Si legge sempre nella ricerca che "contrariamente a ciò che vorrebbe un diffuso luogo comune, non è affatto vero in genere che più si è disperati più ci si suicida. Non è così, come documentano tutte le ricerche in materia: tra i malati gravi, quelli irreversibili e quelli terminali, la percentuale di suicidi è assai ridotta e, più spesso, pressoché irrisoria.

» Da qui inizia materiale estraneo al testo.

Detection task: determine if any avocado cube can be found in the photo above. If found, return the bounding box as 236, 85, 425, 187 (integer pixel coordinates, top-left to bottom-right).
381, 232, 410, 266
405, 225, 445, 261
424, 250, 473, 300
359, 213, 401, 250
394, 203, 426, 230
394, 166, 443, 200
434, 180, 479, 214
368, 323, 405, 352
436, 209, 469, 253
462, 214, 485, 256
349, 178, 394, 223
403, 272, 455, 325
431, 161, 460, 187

E su un altro piano, nei paesi dove è in vigore la pena capitale, il fenomeno dei suicidi tra i condannati a morte non ha alcuna rilevanza statistica".

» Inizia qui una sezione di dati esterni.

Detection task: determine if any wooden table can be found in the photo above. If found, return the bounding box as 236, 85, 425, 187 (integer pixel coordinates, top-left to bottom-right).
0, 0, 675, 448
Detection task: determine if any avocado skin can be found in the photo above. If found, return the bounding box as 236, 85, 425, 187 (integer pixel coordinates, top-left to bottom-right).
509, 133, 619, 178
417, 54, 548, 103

In carcere invece ci si suicida molto di più che in qualsiasi altro contesto; in base ai dati che emergono dalla ricerca si legge che:

si uccide chi conosce il proprio destino e ne teme l’ineluttabilità;

si ammazza, in misura appena meno rilevante, chi non ha la minima idea del proprio destino e ne teme l’imprevedibilità.

Dunque il maggior numero di suicidi si concentra tra i detenuti che scontano condanne definitive (57) e tra coloro che si trovano in custodia cautelare, in attesa di rinvio a giudizio o, se rinviati, in attesa della sentenza di primo grado (48). Questi ultimi, pertanto, sono sotto tutti i profili presunti innocenti, all’atto del suicidio. Si può dire, allora, che tra i "nuovi giunti" il rischio di suicidio è particolarmente elevato. Se consideriamo la durata della permanenza in carcere precedente il suicidio, troviamo che quasi il 55% dei detenuti si toglie la vita nei primi 6 mesi di reclusione e quasi il 64% nel corso del primo anno.

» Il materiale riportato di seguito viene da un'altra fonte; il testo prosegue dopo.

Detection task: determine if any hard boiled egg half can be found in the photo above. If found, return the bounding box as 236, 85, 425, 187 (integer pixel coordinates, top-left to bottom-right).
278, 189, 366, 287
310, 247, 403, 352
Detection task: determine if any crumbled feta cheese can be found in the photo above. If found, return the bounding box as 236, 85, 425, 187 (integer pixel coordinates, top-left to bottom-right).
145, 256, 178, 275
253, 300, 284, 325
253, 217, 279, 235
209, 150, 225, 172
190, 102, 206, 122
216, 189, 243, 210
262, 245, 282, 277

E ancora: sul complesso dei suicidi avvenuti in carcere negli ultimi due anni, una percentuale significativa riguarda detenuti per reati legati alla tossicodipendenza; un certo numero di suicidi (circa un quinto) riguarda persone recluse per reati di ridotto rilievo penale e sociale (ricettazione e concorso in ricettazione, rissa aggravata, danneggiamenti, diserzione, maltrattamenti in famiglia, furto, guida senza patente, evasione fiscale, inosservanza degli obblighi di pubblica sicurezza, eccetera); e appena più di un terzo dei suicidi riguarda detenuti per reati di particolare allarme sociale (omicidio, tentato omicidio, rapina aggravata, associazione mafiosa, stupro e violenza sessuale, etc.).

 

(…) che il carcere deve, per mandato costituzionale, tendere alla rieducazione del condannato

 

impegna il Governo

 

a dare piena attuazione a quanto previsto nella legge 193/2000 sul lavoro in carcere, nel decreto legislativo n. 230/99 sulla sanità penitenziaria, nella legge 8 marzo del 2001, n° 40, intitolata "Misure alternative alla detenzione a tutela del rapporto tra detenute e figli minori", nel decreto del Presidente della Repubblica n° 230 del 30.06.2000, "Nuovo regolamento di esecuzione";

ad attivare meccanismi di formazione e sensibilizzazione del personale di polizia penitenziaria sulle tematiche dei diritti umani che possano essere di contrasto a comportamenti violenti o indifferenti;

ad incentivare le attività di trattamento e aumentare il numero degli operatori dell’area pedagogica;

a favorire il rapporto fra istituzioni penali e enti locali territoriali e accrescere il numero di volontari in carcere;

ad aumentare il numero delle ore di aria e di socialità in carcere;

ad intraprendere ogni iniziativa utile perché l’isolamento sia utilizzato in casi assolutamente eccezionali;

a sostenere le politiche di decarcerizzazione e di accesso alle misure alternative;

a dare il consenso alla pubblicazione del rapporto del Comitato Europeo per la prevenzione della tortura relativamente alla visita ispettiva del febbraio del 2000.